Stronger growth expected in 2H25, with marketing focused on high-ROI initiatives.
Valuation:
Target P/E multiple of 16x FY26 EPS (6.4 cents), reflecting a 20% discount to peer average due to smaller market cap and Asia focus.
Growth catalysts: deeper market penetration, new product launches.
Downside risks: intensified competition, SME vulnerability to macroeconomic shocks, increased credit risk.

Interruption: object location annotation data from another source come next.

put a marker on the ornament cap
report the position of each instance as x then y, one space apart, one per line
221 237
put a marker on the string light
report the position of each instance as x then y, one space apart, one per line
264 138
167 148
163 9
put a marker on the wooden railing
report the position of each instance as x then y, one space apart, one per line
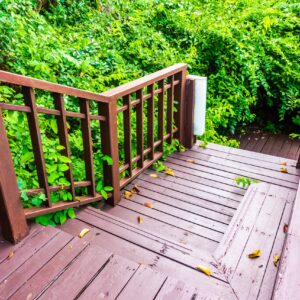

ST Engineering Ltd (STE SP): A Differentiated Global Rearmament Play

Beneficiary of global rearmament boom and elevated defence spending.
Recent share price weakness attributed to profit-taking after strong YTD rally (+60%) and optimism around Russia-Ukraine ceasefire.
Fundamentals remain solid with 1H25 order book at SGD31.2b (+18% YoY), SGD5.0b to be delivered in H2 2025.
Strong revenue visibility and execution confidence for the remainder of the year.
Long-term growth remains intact, supported by:
Structural drivers of global defence spending.
Aging defence systems worldwide, sustaining demand even if Ukraine war ends.
FV estimate unchanged at SGD8.90. BUY recommended.

Singapore REITs: Approaching a Growth Inflection Point

S-REIT share prices rebounded but lag broader Singapore market.
2Q25 results underperformed, but FY26 DPU forecasted to rise 4.0% on average.
Valuations remain attractive, offering upside for yield-focused investors.

Latest Research Coverage: Report Summaries & Ratings

Date Stock/Sector Ticker Rating Fair Value
29 Aug 2025 Info-Tech Systems Ltd ITSL SP BUY SGD 1.00
29 Aug 2025 ST Engineering Ltd STE SP BUY SGD 8.90
29 Aug 2025 Singapore REITs
26 Aug 2025 China Tower Corporation 788 HK BUY HKD 14.50

Straits Times Index (STI): Top Stocks by Market Capitalisation

Company Price (SGD) Market Cap (US\$m) Beta Div Yield (%) P/E Ratio Recommendation
DBS Group Holdings Ltd 50.52 111,687 1.2 5.9 13 Buy/Hold/Sell
OCBC 16.74 58,593 1.0 4.9 10 Buy/Hold/Sell
Singapore Telecommunications Ltd 4.31 55,450 0.8 4.4 18 Buy/Hold/Sell

Conclusion: Navigating September’s Volatility & Tapping The Growth Leaders

September’s historical volatility is playing out as expected, with tech-led corrections and macro headwinds driving cautious sentiment. Yet, select Singapore names such as Info-Tech Systems Ltd and ST Engineering Ltd present attractive growth opportunities, backed by resilient fundamentals, strong order books, and secular trends in SaaS and defence spending. Singapore REITs look poised for yield-driven recovery, offering value relative to global peers.
Investors should remain vigilant on macro signals and policy shifts, especially with critical US inflation and jobs data on the horizon. Accumulate quality Singapore stocks on corrections, with a keen eye on differentiated plays and those positioned for secular growth.